You know what else we don’t know about scooters? Whether they’re actually as dangerous as opponents claim. o gosh Durkan cited unspecified mayors and cities that are turning against scooters, but the truth is, no city has had scooters on its streets long enough to have any real idea whether they’re more dangerous than walking, or biking, or—for that matter—driving a car. Anecdotal evidence suggests a rise in emergency room visits for injuries sustained by people riding e-scooters, but that’s not the same as statistical proof of danger: The rate of injuries on e-scooters used to be zero, because they weren’t legal in any city, and now it has risen. electricity generation definition Similarly, a few people have died riding shared e-scooters. grade 9 electricity unit test That represents an increase in deaths of hundreds of percentage points, because the previous number—when scooter-sharing didn’t exist—was zero. One frequently cited Washington Post story claims that there has been a “161 percent spike in [ER] visits involving electric scooters.” Buried in the story is the fact that the increase, at a single hospital in Salt Lake City, was from eight injuries to 21. electricity in homes Cyclists sustain a lot more injuries, and are more likely to be killed while riding, than scooter riders. That isn’t an argument to ban bikes. It’s an argument to make roads safer.

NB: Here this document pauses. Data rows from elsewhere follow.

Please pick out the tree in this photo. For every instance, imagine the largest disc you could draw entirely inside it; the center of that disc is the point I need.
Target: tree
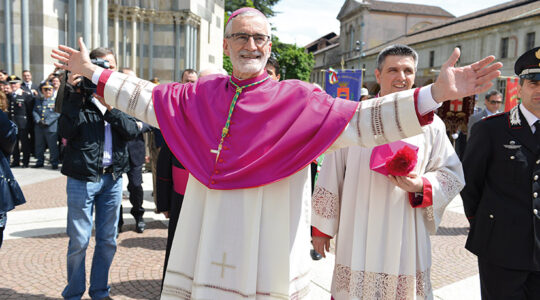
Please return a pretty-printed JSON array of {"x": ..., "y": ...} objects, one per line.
[
  {"x": 294, "y": 62},
  {"x": 264, "y": 6}
]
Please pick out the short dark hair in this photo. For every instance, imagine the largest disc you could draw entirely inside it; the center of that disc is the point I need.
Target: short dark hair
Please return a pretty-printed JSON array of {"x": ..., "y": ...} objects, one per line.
[
  {"x": 492, "y": 93},
  {"x": 274, "y": 63},
  {"x": 101, "y": 52},
  {"x": 188, "y": 71},
  {"x": 396, "y": 50}
]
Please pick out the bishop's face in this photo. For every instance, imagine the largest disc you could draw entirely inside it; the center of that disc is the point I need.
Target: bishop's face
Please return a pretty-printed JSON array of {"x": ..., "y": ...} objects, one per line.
[
  {"x": 397, "y": 74},
  {"x": 248, "y": 45}
]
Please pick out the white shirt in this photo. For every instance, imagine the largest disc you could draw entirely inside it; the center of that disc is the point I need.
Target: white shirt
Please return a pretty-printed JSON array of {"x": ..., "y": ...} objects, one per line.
[{"x": 529, "y": 116}]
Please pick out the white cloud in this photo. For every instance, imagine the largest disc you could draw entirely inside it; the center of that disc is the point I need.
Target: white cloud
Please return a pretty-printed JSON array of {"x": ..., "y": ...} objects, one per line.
[{"x": 303, "y": 21}]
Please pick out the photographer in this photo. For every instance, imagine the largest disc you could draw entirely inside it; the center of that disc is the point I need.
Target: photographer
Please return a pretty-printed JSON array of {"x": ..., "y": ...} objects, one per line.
[{"x": 94, "y": 160}]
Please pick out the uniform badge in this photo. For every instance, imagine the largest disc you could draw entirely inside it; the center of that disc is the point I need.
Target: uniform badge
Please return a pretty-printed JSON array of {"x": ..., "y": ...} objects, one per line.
[{"x": 515, "y": 120}]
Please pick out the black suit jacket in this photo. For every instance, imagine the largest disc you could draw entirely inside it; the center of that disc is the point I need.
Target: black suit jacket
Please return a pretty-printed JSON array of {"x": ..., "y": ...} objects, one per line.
[
  {"x": 501, "y": 196},
  {"x": 136, "y": 148},
  {"x": 20, "y": 109}
]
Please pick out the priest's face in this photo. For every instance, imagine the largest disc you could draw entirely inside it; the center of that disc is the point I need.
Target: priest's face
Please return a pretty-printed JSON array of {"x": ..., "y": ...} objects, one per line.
[
  {"x": 397, "y": 74},
  {"x": 248, "y": 45}
]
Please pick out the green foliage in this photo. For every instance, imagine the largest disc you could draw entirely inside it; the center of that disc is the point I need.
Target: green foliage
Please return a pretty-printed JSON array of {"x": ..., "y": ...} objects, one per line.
[
  {"x": 265, "y": 6},
  {"x": 294, "y": 62}
]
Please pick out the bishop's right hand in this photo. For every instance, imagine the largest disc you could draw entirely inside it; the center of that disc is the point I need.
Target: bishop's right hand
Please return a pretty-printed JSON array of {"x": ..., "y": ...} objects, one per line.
[{"x": 73, "y": 60}]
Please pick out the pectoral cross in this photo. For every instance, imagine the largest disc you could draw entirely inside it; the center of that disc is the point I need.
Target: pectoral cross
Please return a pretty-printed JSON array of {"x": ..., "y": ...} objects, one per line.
[
  {"x": 223, "y": 265},
  {"x": 216, "y": 151},
  {"x": 456, "y": 104}
]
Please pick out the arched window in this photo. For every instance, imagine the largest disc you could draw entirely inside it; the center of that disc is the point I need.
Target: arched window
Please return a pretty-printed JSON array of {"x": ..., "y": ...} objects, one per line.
[{"x": 351, "y": 38}]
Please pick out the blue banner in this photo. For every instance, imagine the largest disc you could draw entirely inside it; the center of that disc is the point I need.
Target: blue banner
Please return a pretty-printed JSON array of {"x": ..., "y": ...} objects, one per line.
[{"x": 346, "y": 84}]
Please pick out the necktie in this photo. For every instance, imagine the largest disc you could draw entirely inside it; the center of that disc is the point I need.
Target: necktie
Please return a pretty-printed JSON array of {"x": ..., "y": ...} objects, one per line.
[{"x": 537, "y": 131}]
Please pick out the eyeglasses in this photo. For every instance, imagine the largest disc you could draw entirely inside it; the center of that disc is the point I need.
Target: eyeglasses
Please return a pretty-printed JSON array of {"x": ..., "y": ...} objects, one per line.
[{"x": 243, "y": 38}]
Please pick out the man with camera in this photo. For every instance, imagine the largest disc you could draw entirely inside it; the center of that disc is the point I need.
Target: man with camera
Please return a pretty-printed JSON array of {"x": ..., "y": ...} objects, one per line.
[{"x": 94, "y": 160}]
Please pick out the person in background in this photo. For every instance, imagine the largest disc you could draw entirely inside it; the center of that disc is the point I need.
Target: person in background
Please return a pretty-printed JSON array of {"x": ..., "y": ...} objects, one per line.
[
  {"x": 20, "y": 112},
  {"x": 364, "y": 94},
  {"x": 4, "y": 105},
  {"x": 3, "y": 75},
  {"x": 137, "y": 154},
  {"x": 95, "y": 159},
  {"x": 55, "y": 82},
  {"x": 493, "y": 103},
  {"x": 46, "y": 127},
  {"x": 502, "y": 195},
  {"x": 189, "y": 75},
  {"x": 27, "y": 84},
  {"x": 10, "y": 193}
]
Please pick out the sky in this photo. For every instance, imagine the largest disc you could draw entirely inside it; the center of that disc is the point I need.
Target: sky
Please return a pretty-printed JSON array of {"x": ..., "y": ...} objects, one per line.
[{"x": 301, "y": 22}]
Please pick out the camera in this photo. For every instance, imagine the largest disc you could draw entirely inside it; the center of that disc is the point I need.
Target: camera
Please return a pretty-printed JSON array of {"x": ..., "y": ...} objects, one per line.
[{"x": 86, "y": 85}]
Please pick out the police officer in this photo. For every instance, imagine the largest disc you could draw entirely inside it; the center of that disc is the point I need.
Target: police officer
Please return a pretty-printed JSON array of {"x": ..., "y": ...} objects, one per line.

Durkan is right about one thing: Scooters are fun. Recently, I was in Portland, where scooters are allowed in bike lanes and on city streets, and I warily agreed to try using the Lime scooter my housemate brought home with him one afternoon. After a shaky start, I got the hang of it, and before long, I was zipping all around the city—from the conference venue, to my Airbnb, and to meetups everywhere in between. When there wasn’t a scooter around, I used one of the many bikesharing services. gas x extra strength vs ultra strength My rental car—which I’d driven down from Seattle and planned to use when I needed to get across town fast—sat in its spot on the street for four straight days. Why drive when there are so many better alternatives?